GRAND JUNCTION, Colo. (AP) — Colorado officials are asking the U.S. Forest Service to expedite efforts to get timber sales and forest stewardship contracts back up and running following the government shutdown.
U.S. Sen. Mark Udall, D-Colo., said timber products and biomass energy are essential to forest management and to reduce wildfire risks throughout Colorado.
“Jobs are at stake,” Udall said in a statement.
The U.S. Forest Service did not return a phone call seeking comment.
About 25 logging and trucking contractors for Montrose Forest Products were unable to work during the shutdown because the Forest Service prevented work on timber sale contracts on area forests.
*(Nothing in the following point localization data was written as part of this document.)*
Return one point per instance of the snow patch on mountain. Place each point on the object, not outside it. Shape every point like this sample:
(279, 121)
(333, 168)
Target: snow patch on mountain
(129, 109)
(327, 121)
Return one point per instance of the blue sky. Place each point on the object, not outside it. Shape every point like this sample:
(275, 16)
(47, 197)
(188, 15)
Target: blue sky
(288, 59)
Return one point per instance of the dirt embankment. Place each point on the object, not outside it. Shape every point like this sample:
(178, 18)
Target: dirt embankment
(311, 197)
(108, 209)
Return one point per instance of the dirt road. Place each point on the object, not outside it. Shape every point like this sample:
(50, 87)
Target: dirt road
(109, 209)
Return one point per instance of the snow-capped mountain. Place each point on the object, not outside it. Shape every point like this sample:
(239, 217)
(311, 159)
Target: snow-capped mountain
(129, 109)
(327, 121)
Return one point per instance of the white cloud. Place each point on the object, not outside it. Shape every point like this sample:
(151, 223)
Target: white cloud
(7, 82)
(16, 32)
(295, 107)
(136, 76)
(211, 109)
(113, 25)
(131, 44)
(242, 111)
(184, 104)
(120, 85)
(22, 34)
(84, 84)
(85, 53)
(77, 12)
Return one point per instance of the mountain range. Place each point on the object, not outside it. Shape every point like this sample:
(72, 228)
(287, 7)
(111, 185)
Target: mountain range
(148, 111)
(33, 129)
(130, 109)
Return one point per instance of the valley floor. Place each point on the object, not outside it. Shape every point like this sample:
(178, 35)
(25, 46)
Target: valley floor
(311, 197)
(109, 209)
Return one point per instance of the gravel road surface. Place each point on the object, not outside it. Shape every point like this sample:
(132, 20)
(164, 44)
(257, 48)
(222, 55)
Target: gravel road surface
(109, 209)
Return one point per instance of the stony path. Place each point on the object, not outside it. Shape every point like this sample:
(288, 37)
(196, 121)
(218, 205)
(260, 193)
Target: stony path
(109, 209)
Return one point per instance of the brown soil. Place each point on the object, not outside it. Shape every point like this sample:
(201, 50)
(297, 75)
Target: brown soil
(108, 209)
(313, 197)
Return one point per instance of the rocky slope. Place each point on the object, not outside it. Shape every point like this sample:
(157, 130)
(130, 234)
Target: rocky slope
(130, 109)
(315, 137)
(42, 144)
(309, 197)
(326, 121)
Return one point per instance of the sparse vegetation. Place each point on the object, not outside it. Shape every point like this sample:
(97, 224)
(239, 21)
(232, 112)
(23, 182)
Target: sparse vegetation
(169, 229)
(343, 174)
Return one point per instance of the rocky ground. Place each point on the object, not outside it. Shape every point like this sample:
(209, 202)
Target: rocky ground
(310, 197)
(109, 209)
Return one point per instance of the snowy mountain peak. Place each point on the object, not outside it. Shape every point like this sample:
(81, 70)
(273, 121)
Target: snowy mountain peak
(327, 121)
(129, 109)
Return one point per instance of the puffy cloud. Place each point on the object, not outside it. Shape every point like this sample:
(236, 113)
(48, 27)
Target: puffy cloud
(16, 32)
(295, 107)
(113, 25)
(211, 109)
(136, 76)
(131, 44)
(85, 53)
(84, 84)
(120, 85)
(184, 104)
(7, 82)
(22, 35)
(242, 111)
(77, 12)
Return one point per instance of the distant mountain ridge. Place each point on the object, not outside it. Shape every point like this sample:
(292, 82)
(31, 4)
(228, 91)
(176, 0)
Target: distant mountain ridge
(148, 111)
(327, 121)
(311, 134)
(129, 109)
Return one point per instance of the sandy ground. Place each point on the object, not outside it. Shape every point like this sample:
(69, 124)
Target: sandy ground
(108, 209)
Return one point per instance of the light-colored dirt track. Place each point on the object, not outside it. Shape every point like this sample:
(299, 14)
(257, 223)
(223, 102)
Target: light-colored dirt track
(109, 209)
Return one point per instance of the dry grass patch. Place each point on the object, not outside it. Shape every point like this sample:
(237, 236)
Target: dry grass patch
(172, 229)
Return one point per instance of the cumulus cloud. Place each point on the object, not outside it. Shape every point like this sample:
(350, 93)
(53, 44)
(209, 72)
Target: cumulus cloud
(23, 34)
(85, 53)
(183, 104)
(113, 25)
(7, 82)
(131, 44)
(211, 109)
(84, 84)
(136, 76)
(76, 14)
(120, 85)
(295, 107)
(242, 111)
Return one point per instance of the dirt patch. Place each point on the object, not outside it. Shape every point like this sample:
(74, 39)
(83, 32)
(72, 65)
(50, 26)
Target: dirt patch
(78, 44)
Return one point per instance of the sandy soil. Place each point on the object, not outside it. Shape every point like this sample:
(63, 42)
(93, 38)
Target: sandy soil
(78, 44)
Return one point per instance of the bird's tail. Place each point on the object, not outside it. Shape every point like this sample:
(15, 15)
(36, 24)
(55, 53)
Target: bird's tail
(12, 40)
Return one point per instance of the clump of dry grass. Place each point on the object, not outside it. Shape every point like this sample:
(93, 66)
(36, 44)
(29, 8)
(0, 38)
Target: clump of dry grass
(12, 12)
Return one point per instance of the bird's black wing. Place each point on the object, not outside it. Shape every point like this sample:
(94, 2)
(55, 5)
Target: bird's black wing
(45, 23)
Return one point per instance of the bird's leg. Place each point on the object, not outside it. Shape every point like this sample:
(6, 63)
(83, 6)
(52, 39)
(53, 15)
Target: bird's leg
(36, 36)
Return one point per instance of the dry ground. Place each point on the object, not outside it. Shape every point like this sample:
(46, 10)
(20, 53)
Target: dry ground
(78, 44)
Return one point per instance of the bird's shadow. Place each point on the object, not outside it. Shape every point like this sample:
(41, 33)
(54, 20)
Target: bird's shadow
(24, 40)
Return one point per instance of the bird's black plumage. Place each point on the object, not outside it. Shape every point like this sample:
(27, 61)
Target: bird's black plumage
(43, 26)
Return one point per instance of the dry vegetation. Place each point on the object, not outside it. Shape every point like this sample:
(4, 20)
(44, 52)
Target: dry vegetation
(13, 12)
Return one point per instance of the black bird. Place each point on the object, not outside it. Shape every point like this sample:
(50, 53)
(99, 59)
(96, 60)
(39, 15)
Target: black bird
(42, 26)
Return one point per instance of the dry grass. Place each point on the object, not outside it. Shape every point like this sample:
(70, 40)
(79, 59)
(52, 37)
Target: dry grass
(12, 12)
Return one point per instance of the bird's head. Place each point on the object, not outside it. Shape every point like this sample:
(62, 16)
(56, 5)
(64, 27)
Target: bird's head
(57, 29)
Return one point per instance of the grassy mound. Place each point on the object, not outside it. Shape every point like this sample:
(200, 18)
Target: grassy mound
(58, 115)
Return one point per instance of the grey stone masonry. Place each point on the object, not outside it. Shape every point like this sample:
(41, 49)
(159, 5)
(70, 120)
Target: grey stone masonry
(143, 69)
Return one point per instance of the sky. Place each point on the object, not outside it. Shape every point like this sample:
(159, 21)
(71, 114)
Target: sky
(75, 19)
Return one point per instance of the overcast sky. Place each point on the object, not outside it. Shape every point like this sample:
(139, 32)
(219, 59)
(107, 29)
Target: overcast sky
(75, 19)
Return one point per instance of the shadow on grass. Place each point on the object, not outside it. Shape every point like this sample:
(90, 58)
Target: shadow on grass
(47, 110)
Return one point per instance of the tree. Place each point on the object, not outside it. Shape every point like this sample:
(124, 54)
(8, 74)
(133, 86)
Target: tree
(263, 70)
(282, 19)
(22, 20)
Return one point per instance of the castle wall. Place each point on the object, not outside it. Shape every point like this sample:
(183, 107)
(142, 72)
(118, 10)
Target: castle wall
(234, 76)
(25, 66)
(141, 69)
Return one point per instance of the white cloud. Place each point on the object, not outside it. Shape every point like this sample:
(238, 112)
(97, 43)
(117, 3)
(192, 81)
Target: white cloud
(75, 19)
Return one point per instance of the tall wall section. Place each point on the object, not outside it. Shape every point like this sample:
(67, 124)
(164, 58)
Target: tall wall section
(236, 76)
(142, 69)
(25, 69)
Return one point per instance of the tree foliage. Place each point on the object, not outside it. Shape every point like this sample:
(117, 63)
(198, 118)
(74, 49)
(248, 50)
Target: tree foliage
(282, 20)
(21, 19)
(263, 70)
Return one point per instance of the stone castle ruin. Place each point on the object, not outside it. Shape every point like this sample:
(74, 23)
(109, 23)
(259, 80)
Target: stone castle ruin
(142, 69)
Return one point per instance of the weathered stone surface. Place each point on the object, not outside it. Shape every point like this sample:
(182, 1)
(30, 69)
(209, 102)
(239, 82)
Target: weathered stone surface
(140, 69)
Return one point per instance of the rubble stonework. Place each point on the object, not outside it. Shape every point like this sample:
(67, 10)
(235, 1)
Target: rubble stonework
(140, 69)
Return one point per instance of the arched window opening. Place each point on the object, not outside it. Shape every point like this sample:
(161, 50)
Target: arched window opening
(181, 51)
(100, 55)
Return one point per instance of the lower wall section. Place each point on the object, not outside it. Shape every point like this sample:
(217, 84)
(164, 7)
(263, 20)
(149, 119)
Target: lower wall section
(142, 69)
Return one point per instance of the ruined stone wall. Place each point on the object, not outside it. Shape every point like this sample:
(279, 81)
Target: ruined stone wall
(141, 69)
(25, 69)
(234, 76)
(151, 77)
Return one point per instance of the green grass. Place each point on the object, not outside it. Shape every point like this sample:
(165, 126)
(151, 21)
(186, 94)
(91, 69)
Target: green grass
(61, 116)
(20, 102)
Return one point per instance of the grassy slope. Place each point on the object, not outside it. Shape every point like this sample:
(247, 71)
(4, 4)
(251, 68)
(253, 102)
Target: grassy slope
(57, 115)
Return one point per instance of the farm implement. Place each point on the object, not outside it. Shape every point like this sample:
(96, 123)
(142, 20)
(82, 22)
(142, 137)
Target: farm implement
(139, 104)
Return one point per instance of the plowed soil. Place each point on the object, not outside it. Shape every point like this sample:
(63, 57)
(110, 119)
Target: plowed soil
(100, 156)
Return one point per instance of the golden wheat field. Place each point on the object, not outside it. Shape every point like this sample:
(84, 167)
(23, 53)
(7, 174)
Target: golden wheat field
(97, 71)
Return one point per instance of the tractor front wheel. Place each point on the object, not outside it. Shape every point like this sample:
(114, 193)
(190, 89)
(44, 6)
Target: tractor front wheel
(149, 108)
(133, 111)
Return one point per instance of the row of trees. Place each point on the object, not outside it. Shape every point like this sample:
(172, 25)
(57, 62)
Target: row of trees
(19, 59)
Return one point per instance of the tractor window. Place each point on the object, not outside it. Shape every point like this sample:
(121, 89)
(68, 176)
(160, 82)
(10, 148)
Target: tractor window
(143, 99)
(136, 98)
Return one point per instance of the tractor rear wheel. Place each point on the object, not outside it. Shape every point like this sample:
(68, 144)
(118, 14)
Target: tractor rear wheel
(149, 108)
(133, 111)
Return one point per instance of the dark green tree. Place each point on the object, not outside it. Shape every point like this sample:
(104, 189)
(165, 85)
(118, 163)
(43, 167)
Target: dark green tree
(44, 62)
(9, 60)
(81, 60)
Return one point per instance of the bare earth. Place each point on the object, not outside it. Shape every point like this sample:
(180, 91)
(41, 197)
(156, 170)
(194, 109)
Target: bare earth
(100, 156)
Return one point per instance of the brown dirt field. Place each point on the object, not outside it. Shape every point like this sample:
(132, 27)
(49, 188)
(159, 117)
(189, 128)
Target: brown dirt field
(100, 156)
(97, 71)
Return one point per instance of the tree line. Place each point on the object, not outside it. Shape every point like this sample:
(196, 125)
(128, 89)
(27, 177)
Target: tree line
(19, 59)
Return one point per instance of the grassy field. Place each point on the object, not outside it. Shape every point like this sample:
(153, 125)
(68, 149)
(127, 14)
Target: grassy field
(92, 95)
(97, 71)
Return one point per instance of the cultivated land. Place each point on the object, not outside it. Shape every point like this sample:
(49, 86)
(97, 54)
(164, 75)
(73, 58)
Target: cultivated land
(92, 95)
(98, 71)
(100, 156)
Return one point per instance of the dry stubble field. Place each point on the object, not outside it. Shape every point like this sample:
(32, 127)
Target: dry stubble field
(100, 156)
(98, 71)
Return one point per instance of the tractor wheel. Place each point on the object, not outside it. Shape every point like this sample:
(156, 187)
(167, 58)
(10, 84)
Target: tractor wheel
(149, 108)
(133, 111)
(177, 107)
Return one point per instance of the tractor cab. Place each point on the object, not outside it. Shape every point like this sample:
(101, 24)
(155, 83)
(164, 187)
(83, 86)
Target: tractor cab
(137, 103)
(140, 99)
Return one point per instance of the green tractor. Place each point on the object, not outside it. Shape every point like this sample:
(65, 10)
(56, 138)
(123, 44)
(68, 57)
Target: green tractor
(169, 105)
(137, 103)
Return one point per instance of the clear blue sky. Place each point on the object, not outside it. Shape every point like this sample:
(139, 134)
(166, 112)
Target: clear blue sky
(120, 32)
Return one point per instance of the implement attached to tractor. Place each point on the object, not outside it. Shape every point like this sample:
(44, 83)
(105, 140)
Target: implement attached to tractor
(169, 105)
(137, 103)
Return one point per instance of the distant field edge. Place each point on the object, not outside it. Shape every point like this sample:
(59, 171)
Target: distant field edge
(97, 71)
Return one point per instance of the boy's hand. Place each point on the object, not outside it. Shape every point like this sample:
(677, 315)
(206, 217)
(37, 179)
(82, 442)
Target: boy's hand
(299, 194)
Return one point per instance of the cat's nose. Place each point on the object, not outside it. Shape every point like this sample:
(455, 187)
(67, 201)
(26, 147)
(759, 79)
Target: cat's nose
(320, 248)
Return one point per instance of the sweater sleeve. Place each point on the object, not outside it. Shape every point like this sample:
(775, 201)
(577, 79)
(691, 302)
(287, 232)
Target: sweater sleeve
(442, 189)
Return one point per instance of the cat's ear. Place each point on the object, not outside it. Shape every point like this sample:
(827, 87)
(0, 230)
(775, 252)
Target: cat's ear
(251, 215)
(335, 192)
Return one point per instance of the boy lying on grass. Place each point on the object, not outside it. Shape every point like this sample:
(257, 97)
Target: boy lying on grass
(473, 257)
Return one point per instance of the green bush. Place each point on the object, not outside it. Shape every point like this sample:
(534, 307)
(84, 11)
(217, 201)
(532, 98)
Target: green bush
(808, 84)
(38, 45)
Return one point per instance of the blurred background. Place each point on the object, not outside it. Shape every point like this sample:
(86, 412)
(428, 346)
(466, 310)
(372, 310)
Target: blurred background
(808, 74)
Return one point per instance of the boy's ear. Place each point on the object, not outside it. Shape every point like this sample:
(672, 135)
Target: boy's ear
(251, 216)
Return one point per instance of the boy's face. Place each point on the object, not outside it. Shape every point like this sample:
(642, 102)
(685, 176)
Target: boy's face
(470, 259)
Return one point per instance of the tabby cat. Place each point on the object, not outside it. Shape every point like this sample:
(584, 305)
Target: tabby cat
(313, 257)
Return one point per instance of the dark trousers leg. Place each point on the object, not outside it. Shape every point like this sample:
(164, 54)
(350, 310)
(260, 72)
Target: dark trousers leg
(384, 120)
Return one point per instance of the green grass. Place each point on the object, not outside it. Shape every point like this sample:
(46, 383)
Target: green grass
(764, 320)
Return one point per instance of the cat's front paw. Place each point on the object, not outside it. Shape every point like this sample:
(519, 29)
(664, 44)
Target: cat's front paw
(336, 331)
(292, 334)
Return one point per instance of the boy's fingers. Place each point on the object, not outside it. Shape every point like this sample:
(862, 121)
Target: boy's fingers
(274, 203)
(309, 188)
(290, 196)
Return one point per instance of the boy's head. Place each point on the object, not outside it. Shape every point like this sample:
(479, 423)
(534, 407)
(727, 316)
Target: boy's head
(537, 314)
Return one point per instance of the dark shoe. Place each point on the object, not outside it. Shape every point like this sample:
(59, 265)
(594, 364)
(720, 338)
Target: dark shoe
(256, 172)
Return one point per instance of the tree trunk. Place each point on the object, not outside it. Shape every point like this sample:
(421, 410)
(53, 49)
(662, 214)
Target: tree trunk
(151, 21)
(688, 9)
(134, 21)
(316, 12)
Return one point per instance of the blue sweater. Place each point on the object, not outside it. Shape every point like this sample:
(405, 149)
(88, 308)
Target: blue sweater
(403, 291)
Sawmill resource forester Norm Birtcher said the shutdown cut the amount of materials coming into the mill for two weeks just as the mill is trying to stockpile inventory for the spring thaw, the Grand Junction Daily Sentinel reported Tuesday.
“The mill is in jeopardy of shutting down this spring a couple of weeks because of the logs we were unable to bring in,” Birtcher said.
About 90 people work at the mill, with another 60 or so doing trucking, logging and road-building contract work, he said. Some contractor crews were able to shift to private-land timber to keep working and supplying the mill.
The shutdown also affected Hotchkiss-based West Range Reclamation, which does forest health and fuels-reduction treatment work, including under federal forest stewardship contracts.
As of early August, West Range had about 60 employees working around the state, including around 10 at its Hotchkiss office.